New Year's Day proper, daylight, up and about, and the detritus from Hogmanay/birthday celebrations isn't too bad, thanks to Susan, James and Martha (and, to an extent, me) tackling things before a belated bedtime. Except Quoyle the ancient labrador has been sick and peed everywhere. For sentimental reasons, he was indoors instead of in his incontinence kennel. Ah well, Happy New Year.
Breakfast on tea, coffee, vitamins and cake, and then out with Susan for a drive up to the cliffs at Eshaness and a swift, cobweb-dispelling walk. It's bitterly cold and windy, with clouds of spume being blown up from the depths of the geos. I never fail to get nervous here. The wind's coming in great, disturbing dollops and the cliff edges are slippy. We beat it back to the car and head home in the flickering, watery light.

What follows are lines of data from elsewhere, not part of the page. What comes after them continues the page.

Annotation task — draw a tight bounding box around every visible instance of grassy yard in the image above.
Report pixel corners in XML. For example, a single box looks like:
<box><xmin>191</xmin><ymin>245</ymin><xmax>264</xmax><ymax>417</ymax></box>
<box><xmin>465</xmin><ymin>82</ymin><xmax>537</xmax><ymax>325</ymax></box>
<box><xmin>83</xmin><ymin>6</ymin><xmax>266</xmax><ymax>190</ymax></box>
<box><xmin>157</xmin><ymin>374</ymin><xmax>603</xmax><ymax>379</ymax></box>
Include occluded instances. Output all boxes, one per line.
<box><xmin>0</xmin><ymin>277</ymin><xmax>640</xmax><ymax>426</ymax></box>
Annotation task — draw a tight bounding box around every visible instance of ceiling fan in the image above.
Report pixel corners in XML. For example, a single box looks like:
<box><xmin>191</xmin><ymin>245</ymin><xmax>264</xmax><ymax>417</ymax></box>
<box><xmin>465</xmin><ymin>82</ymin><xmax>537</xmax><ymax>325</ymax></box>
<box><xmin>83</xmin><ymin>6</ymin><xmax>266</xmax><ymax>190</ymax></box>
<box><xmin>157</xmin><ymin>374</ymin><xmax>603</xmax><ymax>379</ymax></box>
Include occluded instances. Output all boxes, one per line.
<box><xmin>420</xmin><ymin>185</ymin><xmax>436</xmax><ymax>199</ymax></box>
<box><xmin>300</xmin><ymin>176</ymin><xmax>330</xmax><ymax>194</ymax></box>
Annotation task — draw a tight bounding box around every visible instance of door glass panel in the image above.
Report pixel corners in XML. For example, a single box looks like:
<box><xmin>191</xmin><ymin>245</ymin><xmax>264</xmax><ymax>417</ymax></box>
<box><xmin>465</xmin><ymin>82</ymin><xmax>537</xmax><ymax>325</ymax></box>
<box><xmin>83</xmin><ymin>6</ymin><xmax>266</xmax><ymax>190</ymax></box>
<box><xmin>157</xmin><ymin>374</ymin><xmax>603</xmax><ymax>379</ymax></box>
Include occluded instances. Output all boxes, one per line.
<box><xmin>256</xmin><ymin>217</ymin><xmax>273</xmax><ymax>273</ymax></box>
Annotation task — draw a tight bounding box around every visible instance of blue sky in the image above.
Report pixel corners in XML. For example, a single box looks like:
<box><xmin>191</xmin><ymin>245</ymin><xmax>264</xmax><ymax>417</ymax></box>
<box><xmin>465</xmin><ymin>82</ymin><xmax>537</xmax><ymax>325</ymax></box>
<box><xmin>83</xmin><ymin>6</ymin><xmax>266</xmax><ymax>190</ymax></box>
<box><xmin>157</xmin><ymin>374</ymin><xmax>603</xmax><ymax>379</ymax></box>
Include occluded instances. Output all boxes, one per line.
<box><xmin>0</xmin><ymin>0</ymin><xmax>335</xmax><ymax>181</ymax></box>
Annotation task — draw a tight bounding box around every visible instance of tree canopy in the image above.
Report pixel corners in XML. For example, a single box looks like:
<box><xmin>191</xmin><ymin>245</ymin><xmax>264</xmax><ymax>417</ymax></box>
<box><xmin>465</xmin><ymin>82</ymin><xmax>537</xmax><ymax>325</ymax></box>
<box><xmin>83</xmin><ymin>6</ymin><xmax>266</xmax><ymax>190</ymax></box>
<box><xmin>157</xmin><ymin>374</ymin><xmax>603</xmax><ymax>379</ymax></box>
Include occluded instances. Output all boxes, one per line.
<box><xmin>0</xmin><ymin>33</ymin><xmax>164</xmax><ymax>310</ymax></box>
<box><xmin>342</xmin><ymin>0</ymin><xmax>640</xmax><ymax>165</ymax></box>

More clearing up, then Martha and Susan head off to the Busta House Ne'erday lunch. James and Mag are up and remarkably fresh for the season. So am I, actually. I'm horrified to note that my final 'refreshing' beer, after too much whisky, a bottle of McEwen's Champion, was actually a Superlager-strong 7.3 per cent. Maybe the hangover's still on its way.

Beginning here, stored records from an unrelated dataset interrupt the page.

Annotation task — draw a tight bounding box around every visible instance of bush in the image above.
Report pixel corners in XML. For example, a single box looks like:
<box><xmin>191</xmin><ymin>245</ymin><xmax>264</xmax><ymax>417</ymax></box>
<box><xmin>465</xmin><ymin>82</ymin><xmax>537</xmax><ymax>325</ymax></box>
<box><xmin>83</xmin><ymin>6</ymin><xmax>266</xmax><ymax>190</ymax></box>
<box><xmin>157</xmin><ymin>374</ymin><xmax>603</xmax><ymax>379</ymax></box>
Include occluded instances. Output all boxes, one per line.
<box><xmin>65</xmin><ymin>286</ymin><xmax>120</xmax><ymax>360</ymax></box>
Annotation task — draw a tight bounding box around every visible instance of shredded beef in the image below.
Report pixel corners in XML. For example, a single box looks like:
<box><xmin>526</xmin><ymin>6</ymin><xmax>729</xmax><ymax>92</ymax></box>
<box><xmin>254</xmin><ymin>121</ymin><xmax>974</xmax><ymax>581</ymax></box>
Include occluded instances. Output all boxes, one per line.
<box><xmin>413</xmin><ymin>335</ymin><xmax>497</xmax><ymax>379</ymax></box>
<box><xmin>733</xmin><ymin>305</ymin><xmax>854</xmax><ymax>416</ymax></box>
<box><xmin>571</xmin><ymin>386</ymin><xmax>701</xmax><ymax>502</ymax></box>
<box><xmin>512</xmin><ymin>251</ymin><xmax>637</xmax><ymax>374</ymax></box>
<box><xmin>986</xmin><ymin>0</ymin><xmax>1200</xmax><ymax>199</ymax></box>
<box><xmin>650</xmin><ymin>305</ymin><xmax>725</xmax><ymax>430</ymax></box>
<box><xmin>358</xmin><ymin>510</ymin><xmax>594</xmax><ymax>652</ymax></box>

I'm immersed in Stuart Murdoch's excellent book The Celestial Cafe, which is making me rather homesick for Glasgow. And it's also pointing me back towards Belle and Sebastian's CDs, which, at the advanced age of 55, I'm at last beginning to appreciate. What's going on? It's always been the epitome of arch indiekid ultracool, the B&S thing, and for years I just didn't get it at all. Now it seems warmer and more approachable, somehow, and not just the newer, expansive records like Write About Love. The entire canon. Odd. Wrapped Up in Books still sounds like Cliff Richard's In The Country. But in a good way.
Stuart's book - it's a collection of sometimes quite shockingly intimate, beautifully constructed web-diary (not blog) entries - is part of a run of rawk-oriented reading matter I've been tackling of late. Allan Brown's Blue Nile book, The Stuart Adamson (Big Country) bio, the reissue of Neil Ian Munro's John Martyn tome and just arrived, James Yorkston's tour diaries. All good in their own ways, but the Murdoch and B Nile books are so steeped in Glaswegiana reading them is like walking through Kelvingrove, first in the 80s, then in the late 90s.
Right, time to do some washing and visit last night's leftovers. Looking forward to the first episode of Zen tonight - or is it tomorrow? Loved Michael Dibdin's books.